Lockdown remote access and management: When it comes to networks, every opening to the outside world is a potential vulnerability waiting to be exploited by a ransomware attack. Locking down your organization’s Remote Desktop Protocol access, open ports, and other management protocols are one of the most effective steps you can take to secure against targeted ransomware attacks.
There are numerous ways you can do this. One popular method is to require all users to be on a VPN before they can access resources such as RDP and restrict VPN access to known IP addresses. Also, properly secure and harden your servers, use complex passwords that are changed frequently, and leverage multi-factor authentication.
Segment your network: Unfortunately, many organizations operate with a flat network topology: all of their endpoints connect into a common switch fabric. This topology compromises protection by enabling easy lateral movement or propagation of attacks within the local network since the firewall has no visibility or control over the traffic flowing through the switch.
A best practice is to segment the LAN into smaller subnets using zones or VLANs and then connecting these through the firewall to enable the application of anti-malware and IPS protection between segments. This can effectively identify and block threats attempting to move laterally on the network.
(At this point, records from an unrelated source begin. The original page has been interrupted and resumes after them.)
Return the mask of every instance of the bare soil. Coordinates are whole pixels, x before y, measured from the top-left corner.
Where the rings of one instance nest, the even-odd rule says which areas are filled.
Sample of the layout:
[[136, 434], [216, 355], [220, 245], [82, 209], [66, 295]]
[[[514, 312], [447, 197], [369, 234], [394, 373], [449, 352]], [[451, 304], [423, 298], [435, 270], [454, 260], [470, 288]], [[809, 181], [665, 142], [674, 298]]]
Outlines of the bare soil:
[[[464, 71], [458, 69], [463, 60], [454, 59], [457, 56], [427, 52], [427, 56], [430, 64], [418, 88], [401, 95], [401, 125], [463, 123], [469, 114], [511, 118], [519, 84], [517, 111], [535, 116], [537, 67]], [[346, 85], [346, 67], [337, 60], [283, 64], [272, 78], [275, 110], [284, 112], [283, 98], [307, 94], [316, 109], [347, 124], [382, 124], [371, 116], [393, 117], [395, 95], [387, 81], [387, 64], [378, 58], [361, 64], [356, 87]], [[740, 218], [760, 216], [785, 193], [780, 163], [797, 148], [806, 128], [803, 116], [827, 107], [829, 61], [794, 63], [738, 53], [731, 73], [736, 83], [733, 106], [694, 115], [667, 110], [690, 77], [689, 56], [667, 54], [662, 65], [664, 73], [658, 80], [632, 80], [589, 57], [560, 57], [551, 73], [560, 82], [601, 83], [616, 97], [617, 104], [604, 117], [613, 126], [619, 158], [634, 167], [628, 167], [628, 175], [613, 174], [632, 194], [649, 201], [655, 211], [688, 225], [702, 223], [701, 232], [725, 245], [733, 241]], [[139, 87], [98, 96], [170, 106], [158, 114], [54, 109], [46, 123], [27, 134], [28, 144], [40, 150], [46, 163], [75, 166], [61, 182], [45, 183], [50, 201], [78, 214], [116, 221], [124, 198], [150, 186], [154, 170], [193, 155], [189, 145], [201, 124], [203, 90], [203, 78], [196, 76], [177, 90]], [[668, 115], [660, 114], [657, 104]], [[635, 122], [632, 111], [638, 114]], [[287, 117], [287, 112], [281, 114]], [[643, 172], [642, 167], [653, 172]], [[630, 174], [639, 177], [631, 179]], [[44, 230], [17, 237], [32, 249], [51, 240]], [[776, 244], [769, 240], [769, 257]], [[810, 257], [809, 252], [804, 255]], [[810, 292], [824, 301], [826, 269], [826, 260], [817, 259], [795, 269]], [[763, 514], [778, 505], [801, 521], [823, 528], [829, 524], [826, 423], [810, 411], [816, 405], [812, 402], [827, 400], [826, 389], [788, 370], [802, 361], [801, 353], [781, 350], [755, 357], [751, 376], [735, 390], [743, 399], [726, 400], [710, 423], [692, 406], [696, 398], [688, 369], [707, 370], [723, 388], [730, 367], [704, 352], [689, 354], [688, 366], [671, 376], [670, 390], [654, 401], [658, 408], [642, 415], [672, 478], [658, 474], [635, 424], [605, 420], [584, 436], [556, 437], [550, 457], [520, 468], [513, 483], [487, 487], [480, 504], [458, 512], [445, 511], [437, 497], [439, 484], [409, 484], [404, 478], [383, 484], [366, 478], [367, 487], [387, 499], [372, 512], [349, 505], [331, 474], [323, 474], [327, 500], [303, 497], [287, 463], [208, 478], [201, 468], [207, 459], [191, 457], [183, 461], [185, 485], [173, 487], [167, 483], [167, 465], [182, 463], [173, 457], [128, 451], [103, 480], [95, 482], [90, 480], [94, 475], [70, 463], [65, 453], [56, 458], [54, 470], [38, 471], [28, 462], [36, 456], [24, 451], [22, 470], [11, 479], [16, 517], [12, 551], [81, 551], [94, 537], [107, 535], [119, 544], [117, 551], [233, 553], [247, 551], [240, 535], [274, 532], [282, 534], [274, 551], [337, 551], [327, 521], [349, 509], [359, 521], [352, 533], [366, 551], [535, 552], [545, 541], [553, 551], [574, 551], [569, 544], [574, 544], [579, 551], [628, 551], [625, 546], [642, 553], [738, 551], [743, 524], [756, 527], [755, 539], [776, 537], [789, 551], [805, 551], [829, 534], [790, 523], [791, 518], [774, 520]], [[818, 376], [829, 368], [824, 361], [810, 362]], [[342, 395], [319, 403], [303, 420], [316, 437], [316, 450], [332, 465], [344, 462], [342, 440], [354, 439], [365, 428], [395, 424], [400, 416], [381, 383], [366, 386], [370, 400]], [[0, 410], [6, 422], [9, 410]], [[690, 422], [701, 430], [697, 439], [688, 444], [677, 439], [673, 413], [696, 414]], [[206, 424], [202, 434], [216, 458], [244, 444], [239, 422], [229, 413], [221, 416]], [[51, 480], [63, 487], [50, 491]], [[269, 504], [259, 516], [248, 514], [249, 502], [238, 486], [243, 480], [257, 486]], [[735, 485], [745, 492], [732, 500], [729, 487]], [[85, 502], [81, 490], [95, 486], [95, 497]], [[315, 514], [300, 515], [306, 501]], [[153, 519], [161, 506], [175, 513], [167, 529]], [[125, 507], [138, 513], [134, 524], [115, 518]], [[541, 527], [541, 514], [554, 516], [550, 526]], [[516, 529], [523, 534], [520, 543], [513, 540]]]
Whether you use zones or VLANs depends on your network segmentation strategy and scope, but both offer similar security capabilities by providing the option to apply suitable security and control over traffic movement between segments.
Zones are ideal for smaller segmentation strategies or networks with unmanaged switches. VLANs are the preferred method for segmenting internal networks in most cases and offer the ultimate flexibility and scalability.
However, they require the use (and configuration) of managed Layer 3 switches.
While it’s a best practice to segment your network, there’s no “best” way to segment a network. You can segment your network by user type (internal, contractors, guests), by department (sales, marketing, engineering), by service, device, or role type (VoIP, Wi-Fi, IoT, computers, servers) or any combination that makes sense for your network architecture.
But generally, you’ll want to segment less trusted and more vulnerable parts of your network from the rest. You’ll also want to segment large networks into smaller segments, all to reduce the risk of threat penetration and propagation.